Les OGM assujettis à la directive 2001/18 sont aujourd’hui soumis à une exigence de traçabilité biologique, d’étiquetage et, en France, de coexistence avec les productions non OGM. Convient-il qu’il en soit de même pour les produits issus de NPBT qui ne seraient pas soumis à cette directive ? Dans l’affirmative, à quelles conditions ces produits peuvent-ils être distingués des produits naturels ou issus de la sélection conventionnelle ?

Dans son avis, le CS souligne qu’en l’état des connaissances actuelles : pour certaines techniques (par exemple l’intragénèse ou certaines formes de SDN3), la modification génétique pourra être détectée selon des méthodes similaires à celles qui sont aujourd’hui utilisées pour les OGM ; pour d’autres techniques, la mise en œuvre, en routine, d’une traçabilité moléculaire, sans être impossible, peut se révéler complexe ; dans certains cas (par exemple SDN1 ou ségrégants négatifs), elle pourrait être techniquement impossible.

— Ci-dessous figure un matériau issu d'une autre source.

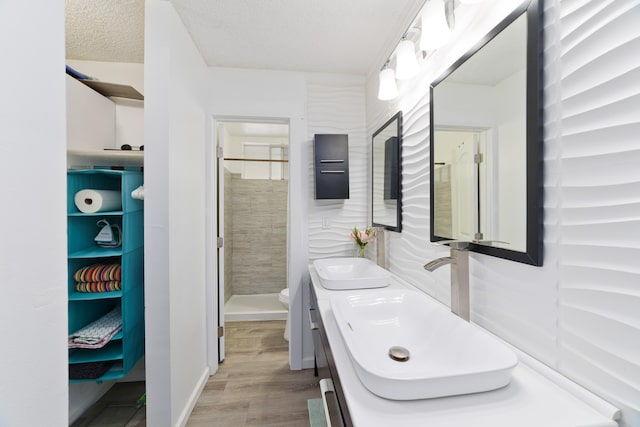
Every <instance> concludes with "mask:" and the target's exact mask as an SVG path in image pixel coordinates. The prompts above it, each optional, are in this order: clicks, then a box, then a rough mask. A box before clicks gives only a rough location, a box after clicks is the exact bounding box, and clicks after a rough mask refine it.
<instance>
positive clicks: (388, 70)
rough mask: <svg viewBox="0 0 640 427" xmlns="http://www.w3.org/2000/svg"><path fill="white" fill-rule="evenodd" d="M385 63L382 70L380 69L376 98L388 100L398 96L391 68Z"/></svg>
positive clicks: (394, 75)
mask: <svg viewBox="0 0 640 427" xmlns="http://www.w3.org/2000/svg"><path fill="white" fill-rule="evenodd" d="M387 64H388V61H387ZM387 64H385V66H384V68H383V69H382V71H380V87H379V89H378V99H379V100H381V101H388V100H390V99H393V98H395V97H396V96H398V87H397V86H396V78H395V75H394V72H393V69H391V68H387Z"/></svg>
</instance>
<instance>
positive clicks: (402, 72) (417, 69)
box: [396, 39, 420, 80]
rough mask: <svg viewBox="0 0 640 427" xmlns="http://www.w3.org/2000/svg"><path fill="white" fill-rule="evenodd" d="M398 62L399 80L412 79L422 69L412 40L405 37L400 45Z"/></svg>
mask: <svg viewBox="0 0 640 427" xmlns="http://www.w3.org/2000/svg"><path fill="white" fill-rule="evenodd" d="M396 63H397V66H396V79H398V80H406V79H410V78H412V77H414V76H415V75H417V74H418V72H419V71H420V66H419V65H418V60H417V59H416V48H415V46H414V45H413V42H412V41H411V40H407V39H403V40H402V41H401V42H400V44H399V45H398V50H397V53H396Z"/></svg>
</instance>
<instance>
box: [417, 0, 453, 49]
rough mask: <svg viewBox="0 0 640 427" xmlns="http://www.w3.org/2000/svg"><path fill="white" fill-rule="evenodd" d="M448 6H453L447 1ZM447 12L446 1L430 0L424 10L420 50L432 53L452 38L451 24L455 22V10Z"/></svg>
mask: <svg viewBox="0 0 640 427" xmlns="http://www.w3.org/2000/svg"><path fill="white" fill-rule="evenodd" d="M447 2H448V4H451V5H452V4H453V2H451V0H447ZM447 9H449V11H450V12H449V13H446V12H447V11H445V0H429V1H427V4H425V6H424V8H423V9H422V16H421V19H422V34H421V36H420V49H421V50H424V51H425V52H430V51H433V50H436V49H438V48H440V47H442V46H443V45H444V44H445V43H447V42H448V41H449V39H450V38H451V28H450V27H449V22H453V8H452V7H449V8H447Z"/></svg>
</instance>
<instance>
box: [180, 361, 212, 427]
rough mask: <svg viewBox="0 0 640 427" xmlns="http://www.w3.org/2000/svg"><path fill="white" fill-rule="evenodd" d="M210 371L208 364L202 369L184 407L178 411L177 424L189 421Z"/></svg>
mask: <svg viewBox="0 0 640 427" xmlns="http://www.w3.org/2000/svg"><path fill="white" fill-rule="evenodd" d="M210 372H211V370H210V369H209V367H208V366H207V367H205V368H204V370H203V371H202V375H200V379H198V382H197V384H196V387H195V388H194V389H193V392H192V393H191V396H189V400H188V401H187V405H186V406H185V407H184V409H183V410H182V412H181V413H180V417H179V418H178V421H177V422H176V425H177V426H180V427H184V426H186V425H187V421H189V416H190V415H191V411H193V408H194V407H195V406H196V403H197V402H198V398H199V397H200V395H201V394H202V390H203V389H204V386H205V384H207V380H208V379H209V374H210Z"/></svg>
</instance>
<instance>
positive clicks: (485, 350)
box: [331, 289, 518, 400]
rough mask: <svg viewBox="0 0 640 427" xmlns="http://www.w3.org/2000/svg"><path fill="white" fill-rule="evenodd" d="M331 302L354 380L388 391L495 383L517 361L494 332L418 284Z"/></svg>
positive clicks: (380, 393)
mask: <svg viewBox="0 0 640 427" xmlns="http://www.w3.org/2000/svg"><path fill="white" fill-rule="evenodd" d="M331 309H332V311H333V313H334V316H335V318H336V322H337V324H338V329H339V330H340V334H341V335H342V338H343V340H344V342H345V345H346V347H347V350H348V353H349V355H350V357H351V359H352V361H353V364H354V367H355V370H356V372H357V374H358V377H359V378H360V381H361V382H362V383H363V385H364V386H365V387H366V388H368V389H369V390H370V391H371V392H373V393H375V394H377V395H378V396H381V397H384V398H387V399H394V400H413V399H426V398H434V397H443V396H452V395H459V394H468V393H477V392H483V391H488V390H494V389H497V388H500V387H504V386H506V385H507V384H509V382H510V381H511V371H512V370H513V368H515V366H516V365H517V363H518V359H517V357H516V355H515V354H514V352H513V351H511V349H509V348H508V347H507V346H505V345H504V344H503V343H501V342H500V341H499V340H497V339H495V338H493V337H491V336H490V335H489V334H486V333H484V332H482V331H481V330H480V329H479V328H478V327H476V326H474V325H472V324H470V323H468V322H466V321H464V320H462V319H460V318H459V317H458V316H456V315H455V314H453V313H451V312H450V311H449V310H448V309H446V308H445V307H444V306H441V305H440V304H438V303H436V302H434V301H432V300H430V299H429V298H428V297H427V296H426V295H425V294H423V293H421V292H418V291H412V290H408V289H379V290H378V289H376V290H371V291H366V292H362V293H360V294H355V295H354V294H350V295H344V294H340V295H335V296H333V297H332V298H331ZM392 348H394V350H393V351H391V349H392ZM398 348H400V349H398ZM405 351H406V352H405ZM390 353H393V357H394V358H395V360H394V358H392V357H391V356H390ZM405 358H408V360H406V361H402V360H403V359H405ZM398 359H399V360H398Z"/></svg>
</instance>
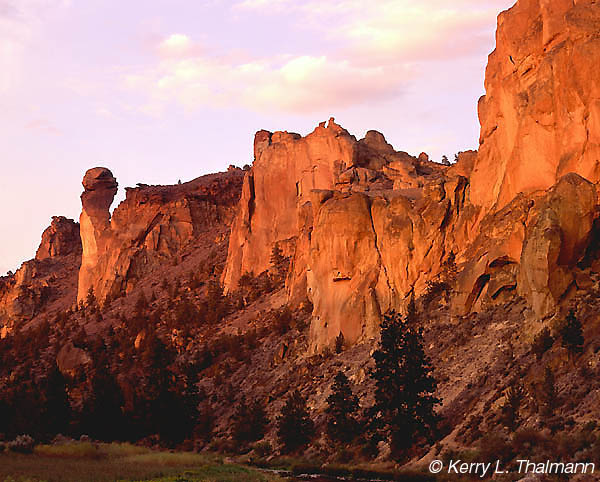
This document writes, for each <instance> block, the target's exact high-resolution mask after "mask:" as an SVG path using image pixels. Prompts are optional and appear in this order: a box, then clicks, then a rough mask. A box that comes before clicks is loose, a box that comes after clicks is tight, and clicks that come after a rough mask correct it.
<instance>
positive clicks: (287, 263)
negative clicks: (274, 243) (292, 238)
mask: <svg viewBox="0 0 600 482" xmlns="http://www.w3.org/2000/svg"><path fill="white" fill-rule="evenodd" d="M271 266H272V267H273V268H274V269H275V273H276V277H277V280H278V281H280V282H281V281H283V280H284V278H285V275H286V273H287V270H288V268H289V261H288V258H286V257H285V256H284V255H283V251H282V249H281V248H280V247H279V243H275V245H274V246H273V249H272V250H271Z"/></svg>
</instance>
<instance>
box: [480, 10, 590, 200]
mask: <svg viewBox="0 0 600 482" xmlns="http://www.w3.org/2000/svg"><path fill="white" fill-rule="evenodd" d="M598 56H600V4H599V3H597V2H596V1H595V0H552V1H546V0H519V1H518V2H517V3H516V5H515V6H514V7H512V8H511V9H509V10H507V11H506V12H503V13H502V14H500V16H499V18H498V32H497V42H496V50H495V51H494V52H493V53H492V54H491V55H490V57H489V63H488V66H487V71H486V78H485V88H486V95H485V96H484V97H482V98H481V100H480V102H479V118H480V121H481V136H480V143H481V147H480V150H479V156H478V157H477V163H476V165H475V169H474V172H473V176H472V179H471V201H472V202H473V203H474V204H476V205H481V206H484V207H485V208H486V209H491V208H492V207H494V206H495V207H496V209H500V208H502V207H504V206H506V205H507V204H508V203H510V201H512V199H514V197H515V196H517V195H518V194H519V193H521V192H524V193H529V192H533V191H535V190H546V189H548V188H550V187H551V186H553V185H554V184H555V183H556V182H557V181H558V179H560V178H561V177H562V176H564V175H565V174H567V173H569V172H575V173H577V174H579V175H581V176H582V177H584V178H586V179H588V180H589V181H591V182H597V181H600V165H599V160H600V79H599V77H598V73H597V61H596V59H597V58H598Z"/></svg>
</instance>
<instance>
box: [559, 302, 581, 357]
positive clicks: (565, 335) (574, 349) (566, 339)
mask: <svg viewBox="0 0 600 482" xmlns="http://www.w3.org/2000/svg"><path fill="white" fill-rule="evenodd" d="M559 333H560V336H561V338H562V345H563V347H565V348H566V349H567V350H569V354H570V355H575V354H577V353H581V352H582V351H583V330H582V328H581V322H580V321H579V319H578V318H577V317H576V316H575V311H574V310H571V311H569V314H568V315H567V317H566V318H565V320H564V322H563V323H562V325H561V326H560V328H559Z"/></svg>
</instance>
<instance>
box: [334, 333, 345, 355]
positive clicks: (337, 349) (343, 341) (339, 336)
mask: <svg viewBox="0 0 600 482" xmlns="http://www.w3.org/2000/svg"><path fill="white" fill-rule="evenodd" d="M345 342H346V340H345V339H344V334H343V333H342V332H341V331H340V334H339V335H338V336H336V337H335V352H336V353H337V354H338V355H339V354H340V353H342V352H343V351H344V343H345Z"/></svg>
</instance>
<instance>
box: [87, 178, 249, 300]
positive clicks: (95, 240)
mask: <svg viewBox="0 0 600 482" xmlns="http://www.w3.org/2000/svg"><path fill="white" fill-rule="evenodd" d="M242 178H243V171H242V170H241V169H232V170H230V171H229V172H226V173H221V174H211V175H208V176H204V177H200V178H198V179H195V180H193V181H190V182H188V183H184V184H179V185H173V186H147V185H138V187H137V188H127V189H126V192H127V195H126V199H125V201H123V202H122V203H121V204H120V205H119V206H118V207H117V208H116V209H115V210H114V212H113V215H112V217H111V215H110V212H109V208H110V205H111V203H112V201H113V198H114V196H115V194H116V192H117V182H116V180H115V179H114V177H113V175H112V173H111V172H110V171H109V170H108V169H106V168H94V169H91V170H89V171H88V172H87V173H86V174H85V177H84V179H83V186H84V189H85V190H84V192H83V194H82V195H81V202H82V212H81V218H80V219H81V240H82V244H83V256H82V263H81V270H80V273H79V286H78V295H77V298H78V300H79V301H82V300H85V298H86V297H87V295H88V293H89V292H90V290H93V292H94V295H95V296H96V298H97V299H98V300H100V301H104V300H105V299H106V298H107V297H110V298H114V297H119V296H121V295H123V294H125V293H127V292H129V291H130V290H131V289H132V288H133V287H134V285H135V284H136V282H137V281H138V280H139V279H141V278H143V277H144V275H146V274H148V273H149V272H151V271H152V270H154V269H156V268H157V267H159V266H160V265H161V264H164V263H176V262H177V261H178V259H180V257H181V256H182V255H183V253H184V252H185V248H186V247H187V246H189V245H190V244H191V243H193V242H195V241H196V240H197V239H199V237H200V235H202V236H203V237H205V238H210V236H211V235H212V236H213V238H212V239H213V240H214V239H215V238H217V237H218V236H222V235H223V233H224V232H225V231H227V229H228V228H229V225H230V223H231V220H232V218H233V216H234V207H235V205H236V204H237V202H238V200H239V196H240V188H241V183H242Z"/></svg>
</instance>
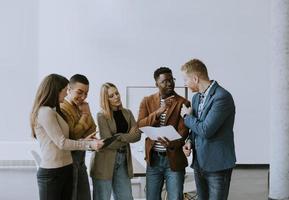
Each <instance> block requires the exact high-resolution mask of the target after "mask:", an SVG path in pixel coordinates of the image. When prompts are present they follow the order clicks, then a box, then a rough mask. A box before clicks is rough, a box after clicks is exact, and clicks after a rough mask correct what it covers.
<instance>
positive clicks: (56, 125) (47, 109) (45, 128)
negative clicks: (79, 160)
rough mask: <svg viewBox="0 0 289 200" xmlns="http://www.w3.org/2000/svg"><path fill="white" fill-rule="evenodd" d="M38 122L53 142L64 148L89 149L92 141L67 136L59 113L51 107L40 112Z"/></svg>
mask: <svg viewBox="0 0 289 200" xmlns="http://www.w3.org/2000/svg"><path fill="white" fill-rule="evenodd" d="M37 121H38V123H39V124H40V125H41V126H42V127H43V128H44V130H45V132H46V133H47V135H48V137H49V138H50V139H51V140H52V142H53V143H54V144H55V145H56V146H57V147H58V148H59V149H62V150H87V149H88V148H89V147H88V146H89V144H92V142H91V141H75V140H70V139H68V138H65V136H64V134H63V131H62V129H61V127H60V125H59V122H58V119H57V113H56V112H55V111H54V110H52V109H50V108H42V109H41V110H39V112H38V118H37Z"/></svg>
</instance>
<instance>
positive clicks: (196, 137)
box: [181, 59, 236, 200]
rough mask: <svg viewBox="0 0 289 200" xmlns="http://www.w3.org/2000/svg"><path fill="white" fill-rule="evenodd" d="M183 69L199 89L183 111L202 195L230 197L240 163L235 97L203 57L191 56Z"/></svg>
mask: <svg viewBox="0 0 289 200" xmlns="http://www.w3.org/2000/svg"><path fill="white" fill-rule="evenodd" d="M181 71H182V72H183V76H184V81H185V86H186V87H188V88H189V89H190V90H191V91H192V92H197V94H195V95H194V96H193V98H192V107H189V108H187V107H186V106H185V105H183V108H182V111H181V115H182V117H183V118H184V122H185V125H186V126H187V127H188V128H190V130H191V132H190V135H189V140H188V141H187V142H186V144H185V146H184V147H183V151H184V153H185V154H186V156H189V155H190V153H191V151H193V163H192V166H191V167H193V168H194V172H195V181H196V187H197V194H198V199H199V200H226V199H227V198H228V194H229V187H230V182H231V174H232V169H233V167H234V166H235V163H236V156H235V145H234V132H233V126H234V119H235V104H234V100H233V98H232V95H231V94H230V93H229V92H228V91H227V90H225V89H224V88H222V87H221V86H220V85H219V84H218V83H217V82H216V81H213V80H210V79H209V76H208V72H207V68H206V66H205V64H204V63H203V62H202V61H200V60H198V59H193V60H190V61H189V62H187V63H185V64H184V65H183V66H182V68H181Z"/></svg>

En pratique, dès lors que l’obtenteur fournit des informations précises sur la modification génétique, il sera généralement possible d’identifier le produit issu de NPBT ; en revanche, il pourra être difficile, voire dans certains cas impossible, d’affirmer de quelle technique est issu un produit lorsque le(les)  trait(s) porté(s) par la variété pourrai(en)t avoir été obtenu(s) d’une autre façon (par exemple par croisement de variétés ou par sélection de mutations spontanées ou induites).

Au regard de ces éléments, les membres du CEES sont partagés : certains   estiment que les caractéristiques des variétés issues de NPBT qui pourraient avoir été obtenues de façon naturelle (croisements sexués ou mutations spontanées) ne justifient ni traçabilité biologique, ni étiquetage obligatoire, ni coexistence ; pour d’autres, seuls les produits de NPBT susceptibles d’être tracés au plan biologique, étiquetés et séparés des autres productions devraient être mis sur le marché ; d’autres encore proposent qu’une traçabilité documentaire (éventuellement complétée d’éléments de détection biologique si possible) soit mise en place pour assurer la séparation des produits, leur étiquetage et au bout du compte l‘information de tous les acteurs, y compris les consommateurs. Le CEES recommande en tout état de cause que des recherches soient menées sur les possibilités de détection et de traçabilité. 

Christine Noiville, présidente du Haut Conseil des biotechnologies, tient à remercier les membres des deux comités du HCB qui, malgré les difficultés, ont réfléchi librement à cette question délicate en lien étroit avec la durabilité de nos modèles agricoles, partout débattue en Europe.